Cloning of scFv from hybridomas using a rational strategy: Application as a receptor to sensitive detection microcystin-LR in water.

Single chain variable fragment (scFv), containing of heavy and light chains (VH and VL) joined by a short peptide linker, has been used widely for immunodetection. Nevertheless, cloning functional variable genes is still a bottle neck for the scFv generation technology.
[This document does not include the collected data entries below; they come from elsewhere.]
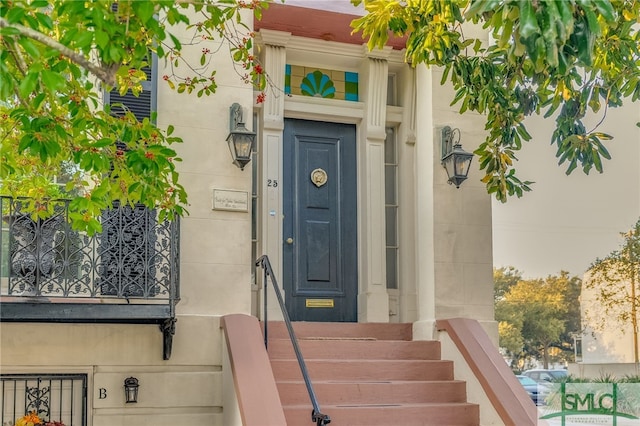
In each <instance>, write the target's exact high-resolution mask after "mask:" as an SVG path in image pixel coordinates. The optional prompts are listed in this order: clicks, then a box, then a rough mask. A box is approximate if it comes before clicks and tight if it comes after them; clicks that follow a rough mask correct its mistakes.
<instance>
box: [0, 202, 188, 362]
mask: <svg viewBox="0 0 640 426" xmlns="http://www.w3.org/2000/svg"><path fill="white" fill-rule="evenodd" d="M29 202H30V200H29V199H27V198H21V199H14V198H9V197H4V196H0V211H1V212H2V220H1V221H0V224H1V232H0V298H1V299H0V302H1V303H2V309H0V321H11V322H76V323H83V322H84V323H86V322H91V323H93V322H102V323H127V324H157V325H159V326H160V330H161V331H162V333H163V358H164V359H165V360H166V359H169V357H170V356H171V346H172V342H173V335H174V333H175V322H176V315H175V305H176V304H177V303H178V301H179V300H180V269H179V266H180V258H179V255H180V250H179V249H180V226H179V223H178V221H173V222H170V221H160V220H159V219H158V216H157V212H156V211H155V210H153V209H148V208H146V207H144V206H141V205H140V206H134V207H130V206H128V205H127V206H119V205H117V204H116V205H114V207H113V208H112V209H109V210H105V211H103V212H102V214H101V216H100V217H99V218H98V220H99V221H100V222H101V224H102V232H100V233H97V234H95V235H88V234H86V233H84V232H78V231H75V230H73V229H72V228H71V226H70V225H69V201H68V200H49V201H48V202H47V206H46V208H47V209H48V211H49V212H50V213H51V214H50V215H48V216H47V217H46V219H37V218H36V219H34V218H33V216H32V215H31V214H29V213H28V211H27V207H28V205H29Z"/></svg>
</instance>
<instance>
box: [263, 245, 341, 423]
mask: <svg viewBox="0 0 640 426" xmlns="http://www.w3.org/2000/svg"><path fill="white" fill-rule="evenodd" d="M256 266H261V267H262V270H263V271H264V300H263V301H264V312H263V316H264V319H263V320H264V346H265V347H266V348H268V336H269V331H268V321H267V278H268V277H271V284H272V285H273V289H274V291H275V293H276V298H277V299H278V304H279V305H280V310H281V311H282V316H283V317H284V323H285V325H286V326H287V331H288V332H289V338H290V339H291V344H292V345H293V350H294V352H295V353H296V358H297V359H298V365H299V366H300V372H301V373H302V378H303V379H304V384H305V385H306V386H307V392H308V393H309V399H310V400H311V405H312V406H313V410H312V411H311V421H312V422H314V423H315V424H316V425H317V426H322V425H326V424H329V423H331V418H330V417H329V416H328V415H327V414H323V413H322V412H321V411H320V405H319V404H318V399H317V398H316V393H315V392H314V390H313V385H312V384H311V379H310V378H309V372H308V371H307V366H306V364H305V362H304V358H303V357H302V352H301V351H300V347H299V346H298V339H297V338H296V334H295V332H294V331H293V326H292V325H291V319H290V318H289V312H288V311H287V307H286V306H285V304H284V300H282V294H281V293H280V287H278V282H277V280H276V277H275V275H274V274H273V269H272V268H271V262H269V257H268V256H266V255H265V256H261V257H260V258H259V259H258V260H256Z"/></svg>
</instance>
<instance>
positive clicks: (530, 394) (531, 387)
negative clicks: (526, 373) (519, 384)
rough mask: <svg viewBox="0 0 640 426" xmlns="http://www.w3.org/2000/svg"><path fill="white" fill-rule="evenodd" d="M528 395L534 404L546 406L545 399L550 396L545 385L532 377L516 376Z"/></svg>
mask: <svg viewBox="0 0 640 426" xmlns="http://www.w3.org/2000/svg"><path fill="white" fill-rule="evenodd" d="M516 377H517V378H518V381H519V382H520V384H521V385H522V387H523V388H524V390H525V391H527V394H528V395H529V397H530V398H531V400H532V401H533V403H534V404H536V405H544V404H545V399H546V397H547V396H548V395H549V389H548V388H547V386H546V385H545V384H544V383H538V382H536V381H535V380H533V379H532V378H531V377H527V376H522V375H518V376H516Z"/></svg>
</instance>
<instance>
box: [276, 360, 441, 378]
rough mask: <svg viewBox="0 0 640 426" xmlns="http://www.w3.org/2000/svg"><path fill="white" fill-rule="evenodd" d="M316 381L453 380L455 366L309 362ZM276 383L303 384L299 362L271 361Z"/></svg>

Here, a rational strategy for cloning and selecting variable region genes from an anti-microcystin-LR hybridoma was devised, then the functional VH and VL genes were recloned and assembled to scFv using splicing overlap extension PCR. The resulting scFv gene was recombinantly expressed as a soluble scFv-alkaline phosphatase fusion protein (scFv-AP) by vector PLIP6/GN. Then an indirect competitive chemiluminescent enzyme immunoassay (ic-CLEIA) for detection of microcystin-LR was developed. The half-maximum inhibition concentrations (IC50) and limits of detection (LODs, IC15) were 0.81 ± 0.04 μgL(-1) and 0.13 ± 0.03 μgL(-1), respectively. With the mean coefficient of variation lowing 8%, the mean recovery in intra-assay and inter-assay were 100.06% and 96.46%, The proposed strategy should be useful for generation scFv in a rapid and simple way.